Review of: Gokcen C et al, J Child Adolesc Psychopharm 2018;28(5):350–353
Parenting a child with ADHD can be challenging. Parents often report feeling stressed, burned out, or depressed while caring for their children with ADHD. When ADHD medications lead to significant improvements in a child’s behavior, can that alleviate symptoms in parents? A recently published study tried to examine that.
Investigators enrolled 40 children between the ages of 4 and 10 years with ADHD at an outpatient clinic in Turkey. Twenty-one children completed the 8-week study and were prescribed methylphenidate (15), atomoxetine (3), or, surprisingly, risperidone (3). Researchers assessed the kids with a parent rating scale based on the DSM-IV criteria for ADHD, oppositional defiant disorder (ODD), and conduct disorder (CD) (Turgay-DSM-IV-S). They simultaneously assessed the kids’ mothers for depression and burnout symptoms using Beck’s Depression Inventory and the Maslach Burnout Inventory.
At the follow-up visit, the researchers found that children showed improvement in their scores of inattention (14.8±6.9 vs 11±8), hyperactivity (18±6.5 vs 10.5±8), ODD (11.6±6.4 vs 7.6±6.3), and CD (4.9±6.2 vs 2±3.7) symptoms. Moreover, their mothers also showed improvement in depression (14.5±7.7 vs 10.4±6.5) and burnout (18.3±10.6 vs 13±9.5). Interestingly, the improvement in mothers’ burnout symptoms correlated with kids’ ODD and CD symptoms (r = 0.5 and p = 0.02 for both), and improvement in mothers’ depression symptoms correlated with CD symptoms in kids (r = 0.47, p = 0.03). Changes in mothers’ symptoms did not correlate with the changes in children’s inattention and hyperactivity symptoms.
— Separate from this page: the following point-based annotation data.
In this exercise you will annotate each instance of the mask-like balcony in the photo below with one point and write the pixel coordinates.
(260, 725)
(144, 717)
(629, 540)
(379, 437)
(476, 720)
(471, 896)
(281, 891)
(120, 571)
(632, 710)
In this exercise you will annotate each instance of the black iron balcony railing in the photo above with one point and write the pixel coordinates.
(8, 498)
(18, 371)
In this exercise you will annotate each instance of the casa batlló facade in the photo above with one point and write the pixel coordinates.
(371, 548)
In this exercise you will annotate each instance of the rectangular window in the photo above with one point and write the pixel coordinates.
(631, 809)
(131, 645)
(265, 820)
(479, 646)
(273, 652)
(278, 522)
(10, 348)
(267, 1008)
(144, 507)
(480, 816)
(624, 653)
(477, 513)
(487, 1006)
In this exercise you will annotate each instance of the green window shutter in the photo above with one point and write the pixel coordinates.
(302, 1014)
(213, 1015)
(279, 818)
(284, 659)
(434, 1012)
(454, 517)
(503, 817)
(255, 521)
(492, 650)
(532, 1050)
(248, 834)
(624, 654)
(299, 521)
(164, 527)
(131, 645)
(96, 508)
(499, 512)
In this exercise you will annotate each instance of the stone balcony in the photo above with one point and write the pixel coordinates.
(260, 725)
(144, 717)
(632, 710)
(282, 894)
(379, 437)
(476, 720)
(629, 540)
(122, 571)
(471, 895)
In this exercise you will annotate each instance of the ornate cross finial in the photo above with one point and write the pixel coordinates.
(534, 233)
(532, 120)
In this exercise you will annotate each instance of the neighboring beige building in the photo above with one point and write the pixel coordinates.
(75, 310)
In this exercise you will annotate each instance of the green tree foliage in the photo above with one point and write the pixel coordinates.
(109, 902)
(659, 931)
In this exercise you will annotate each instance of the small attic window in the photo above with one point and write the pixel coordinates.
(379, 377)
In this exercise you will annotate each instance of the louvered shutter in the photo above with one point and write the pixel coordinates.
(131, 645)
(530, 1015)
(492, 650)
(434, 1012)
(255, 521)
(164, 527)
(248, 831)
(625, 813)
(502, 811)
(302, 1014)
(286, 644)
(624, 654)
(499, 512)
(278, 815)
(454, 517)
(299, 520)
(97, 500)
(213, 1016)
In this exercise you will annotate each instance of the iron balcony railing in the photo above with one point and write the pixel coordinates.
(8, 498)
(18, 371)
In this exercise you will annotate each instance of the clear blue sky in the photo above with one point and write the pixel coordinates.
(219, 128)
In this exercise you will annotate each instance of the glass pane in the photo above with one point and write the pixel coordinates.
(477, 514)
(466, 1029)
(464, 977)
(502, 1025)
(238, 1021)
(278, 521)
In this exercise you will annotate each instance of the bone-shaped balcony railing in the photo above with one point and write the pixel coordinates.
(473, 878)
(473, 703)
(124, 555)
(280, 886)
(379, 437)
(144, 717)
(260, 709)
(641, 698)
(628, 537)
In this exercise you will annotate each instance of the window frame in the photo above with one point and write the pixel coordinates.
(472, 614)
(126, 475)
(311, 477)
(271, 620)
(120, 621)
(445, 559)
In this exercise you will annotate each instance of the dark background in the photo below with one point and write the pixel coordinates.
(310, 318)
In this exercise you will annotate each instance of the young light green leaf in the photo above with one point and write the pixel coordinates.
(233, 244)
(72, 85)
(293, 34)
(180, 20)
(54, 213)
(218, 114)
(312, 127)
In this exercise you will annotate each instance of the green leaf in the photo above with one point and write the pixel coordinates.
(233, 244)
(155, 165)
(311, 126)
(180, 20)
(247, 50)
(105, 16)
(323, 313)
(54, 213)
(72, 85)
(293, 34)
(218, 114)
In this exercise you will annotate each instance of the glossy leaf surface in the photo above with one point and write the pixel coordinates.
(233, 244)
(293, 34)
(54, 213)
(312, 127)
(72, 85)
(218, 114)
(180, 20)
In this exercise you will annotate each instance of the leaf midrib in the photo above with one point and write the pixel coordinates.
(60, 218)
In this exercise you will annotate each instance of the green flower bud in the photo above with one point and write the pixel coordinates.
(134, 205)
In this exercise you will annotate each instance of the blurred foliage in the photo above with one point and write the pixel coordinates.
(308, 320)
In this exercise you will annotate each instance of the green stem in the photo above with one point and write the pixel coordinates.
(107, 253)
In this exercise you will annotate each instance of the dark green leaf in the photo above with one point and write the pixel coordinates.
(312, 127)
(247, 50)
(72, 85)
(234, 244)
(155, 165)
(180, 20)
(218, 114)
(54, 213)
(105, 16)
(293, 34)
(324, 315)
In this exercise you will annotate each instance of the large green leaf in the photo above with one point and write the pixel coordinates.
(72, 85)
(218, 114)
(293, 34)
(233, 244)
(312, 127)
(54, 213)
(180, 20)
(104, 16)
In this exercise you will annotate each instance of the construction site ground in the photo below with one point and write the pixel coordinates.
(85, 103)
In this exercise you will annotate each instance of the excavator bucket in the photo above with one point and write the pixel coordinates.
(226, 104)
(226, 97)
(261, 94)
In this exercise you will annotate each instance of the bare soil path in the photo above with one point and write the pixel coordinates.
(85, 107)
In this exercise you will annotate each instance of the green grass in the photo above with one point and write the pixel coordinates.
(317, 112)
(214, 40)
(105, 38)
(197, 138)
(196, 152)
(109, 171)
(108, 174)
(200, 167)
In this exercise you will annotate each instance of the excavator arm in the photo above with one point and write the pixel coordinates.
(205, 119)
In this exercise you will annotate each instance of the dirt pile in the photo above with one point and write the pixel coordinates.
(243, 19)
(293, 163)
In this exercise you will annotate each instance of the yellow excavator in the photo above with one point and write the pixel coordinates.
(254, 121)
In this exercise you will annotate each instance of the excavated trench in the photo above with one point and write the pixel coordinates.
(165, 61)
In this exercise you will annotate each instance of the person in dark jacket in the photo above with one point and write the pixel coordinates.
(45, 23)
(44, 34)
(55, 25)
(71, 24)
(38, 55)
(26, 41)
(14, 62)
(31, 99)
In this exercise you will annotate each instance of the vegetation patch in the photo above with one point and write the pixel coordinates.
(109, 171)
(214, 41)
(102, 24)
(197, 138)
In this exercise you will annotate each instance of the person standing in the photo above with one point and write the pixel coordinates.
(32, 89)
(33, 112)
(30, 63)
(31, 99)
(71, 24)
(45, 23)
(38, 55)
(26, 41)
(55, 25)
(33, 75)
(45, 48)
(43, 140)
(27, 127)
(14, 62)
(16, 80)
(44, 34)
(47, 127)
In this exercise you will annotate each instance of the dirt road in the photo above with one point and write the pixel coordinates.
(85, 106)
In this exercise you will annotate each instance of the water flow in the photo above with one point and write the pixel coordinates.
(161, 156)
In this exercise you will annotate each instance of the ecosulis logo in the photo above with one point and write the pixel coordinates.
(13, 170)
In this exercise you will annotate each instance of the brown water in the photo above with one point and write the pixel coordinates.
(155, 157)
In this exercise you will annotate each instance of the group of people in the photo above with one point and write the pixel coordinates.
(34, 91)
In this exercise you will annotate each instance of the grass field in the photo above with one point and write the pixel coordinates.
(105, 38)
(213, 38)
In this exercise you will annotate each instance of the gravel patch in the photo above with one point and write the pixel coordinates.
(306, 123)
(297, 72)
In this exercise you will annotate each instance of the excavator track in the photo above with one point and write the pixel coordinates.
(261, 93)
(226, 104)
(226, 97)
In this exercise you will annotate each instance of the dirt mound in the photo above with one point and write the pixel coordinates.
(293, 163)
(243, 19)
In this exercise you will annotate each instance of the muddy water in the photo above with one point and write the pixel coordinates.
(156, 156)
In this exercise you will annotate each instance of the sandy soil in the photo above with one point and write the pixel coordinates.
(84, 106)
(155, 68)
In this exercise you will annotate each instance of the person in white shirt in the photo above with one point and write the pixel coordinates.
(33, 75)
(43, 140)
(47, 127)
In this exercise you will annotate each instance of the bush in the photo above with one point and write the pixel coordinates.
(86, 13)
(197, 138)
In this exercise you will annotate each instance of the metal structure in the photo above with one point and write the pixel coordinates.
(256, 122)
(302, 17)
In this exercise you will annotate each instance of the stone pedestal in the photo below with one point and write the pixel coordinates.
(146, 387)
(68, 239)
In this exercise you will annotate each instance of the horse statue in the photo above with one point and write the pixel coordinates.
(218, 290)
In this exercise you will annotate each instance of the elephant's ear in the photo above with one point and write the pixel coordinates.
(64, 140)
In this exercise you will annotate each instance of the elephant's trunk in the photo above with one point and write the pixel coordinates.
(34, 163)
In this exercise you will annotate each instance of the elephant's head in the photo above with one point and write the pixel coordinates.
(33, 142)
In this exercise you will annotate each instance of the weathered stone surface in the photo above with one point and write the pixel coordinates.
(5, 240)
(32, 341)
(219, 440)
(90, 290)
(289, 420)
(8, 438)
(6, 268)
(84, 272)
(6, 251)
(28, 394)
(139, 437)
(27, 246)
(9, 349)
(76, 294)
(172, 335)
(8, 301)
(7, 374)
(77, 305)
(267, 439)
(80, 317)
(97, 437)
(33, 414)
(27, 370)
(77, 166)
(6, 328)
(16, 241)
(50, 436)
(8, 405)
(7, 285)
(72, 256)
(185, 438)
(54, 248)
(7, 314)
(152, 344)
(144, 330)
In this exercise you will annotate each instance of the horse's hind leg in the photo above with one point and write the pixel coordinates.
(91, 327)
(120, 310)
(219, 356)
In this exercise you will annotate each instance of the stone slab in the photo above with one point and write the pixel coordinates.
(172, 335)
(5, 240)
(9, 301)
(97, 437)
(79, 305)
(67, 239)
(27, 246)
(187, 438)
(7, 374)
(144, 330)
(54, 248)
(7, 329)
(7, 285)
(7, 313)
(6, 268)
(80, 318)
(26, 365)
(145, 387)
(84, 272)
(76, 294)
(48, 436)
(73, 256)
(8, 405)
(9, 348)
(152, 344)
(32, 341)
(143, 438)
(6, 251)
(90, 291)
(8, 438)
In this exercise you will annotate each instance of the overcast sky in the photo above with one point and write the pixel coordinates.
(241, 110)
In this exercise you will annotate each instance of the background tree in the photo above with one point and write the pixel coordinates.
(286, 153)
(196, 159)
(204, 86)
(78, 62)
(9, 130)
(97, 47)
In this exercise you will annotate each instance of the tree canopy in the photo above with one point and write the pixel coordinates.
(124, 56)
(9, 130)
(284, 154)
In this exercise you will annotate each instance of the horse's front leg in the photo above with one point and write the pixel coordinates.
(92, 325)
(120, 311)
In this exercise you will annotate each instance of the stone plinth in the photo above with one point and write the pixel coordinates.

CCPR’S TAKE This study suggests that improvement in ODD and CD symptoms in children with ADHD is associated with a decrease in burnout and depression symptoms in mothers. However, the findings of this study are difficult to generalize due to small sample size (40), high dropout rate (47.5%), lack of a control group, and an unclear separation between the pre-treatment and post-treatment scores. Furthermore, the authors did not disclose the rationale or dosage for the medications selected; they also did not disclose the psychiatric treatment status of the mothers. When evaluating a child for ADHD symptoms, comorbid disorders like ODD and CD must be assessed and addressed appropriately. Treatment of children with ADHD can lead to healthier interactions at home and school.